El Gobierno afirma que el país será capaz de lidiar con la pandemia. Sin embargo, la semana pasado cientos de profesionales que trabajan en la sanidad pública hicieron huelga para denunciar que carecen del material de protección necesario. Los hospitales que no cuentan con material suficiente no son el único problema; ciudades como Harare no tienen agua corriente. A veces, las restricciones de agua pueden durar meses, incluso años, y lavarse las manos con frecuencia se convierte en un gesto imposible.

En el suburbio de Kuwadzana, los habitantes acuden en masa a los pozos comunitarios y no guardan la suficiente distancia los unos con los otros, lo que hace crecer el temor de que el virus se propague. Mantener las distancias sigue siendo un objetivo hoy por hoy difícil de alcanzar.

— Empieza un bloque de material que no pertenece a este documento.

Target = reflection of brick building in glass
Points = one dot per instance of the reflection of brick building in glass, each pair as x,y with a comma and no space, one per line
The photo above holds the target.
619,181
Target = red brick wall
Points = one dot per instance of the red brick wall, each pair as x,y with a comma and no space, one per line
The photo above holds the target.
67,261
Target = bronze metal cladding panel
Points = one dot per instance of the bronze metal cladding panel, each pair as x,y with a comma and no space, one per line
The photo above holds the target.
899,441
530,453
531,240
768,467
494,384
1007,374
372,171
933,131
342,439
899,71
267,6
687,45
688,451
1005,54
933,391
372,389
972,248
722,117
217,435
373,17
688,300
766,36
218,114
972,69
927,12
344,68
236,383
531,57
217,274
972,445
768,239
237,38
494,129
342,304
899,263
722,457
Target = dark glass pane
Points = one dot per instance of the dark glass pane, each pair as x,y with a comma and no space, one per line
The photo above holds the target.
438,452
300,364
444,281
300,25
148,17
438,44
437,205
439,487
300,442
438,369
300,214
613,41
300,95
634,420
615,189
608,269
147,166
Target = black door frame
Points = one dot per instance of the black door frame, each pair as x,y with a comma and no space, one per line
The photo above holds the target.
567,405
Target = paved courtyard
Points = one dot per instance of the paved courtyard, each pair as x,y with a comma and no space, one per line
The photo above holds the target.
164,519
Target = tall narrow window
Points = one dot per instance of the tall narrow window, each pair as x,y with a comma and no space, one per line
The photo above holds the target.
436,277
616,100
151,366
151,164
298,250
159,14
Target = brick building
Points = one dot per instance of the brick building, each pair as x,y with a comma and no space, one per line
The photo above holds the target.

Los comerciantes se están aprovechando de la creciente demanda de desinfectante para las manos y los habitantes de estos barrios no se lo pueden permitir. “¿Cómo se espera que nos lavemos las manos con frecuencia si no tenemos agua corriente? No se logrará nada con un confinamiento de 21 días si nuestros grifos están secos”, lamenta Macdonald Moyo, de 19 años. “Este el problema que el Gobierno se olvidó de abordar cuando anunció el cierre de toda actividad”.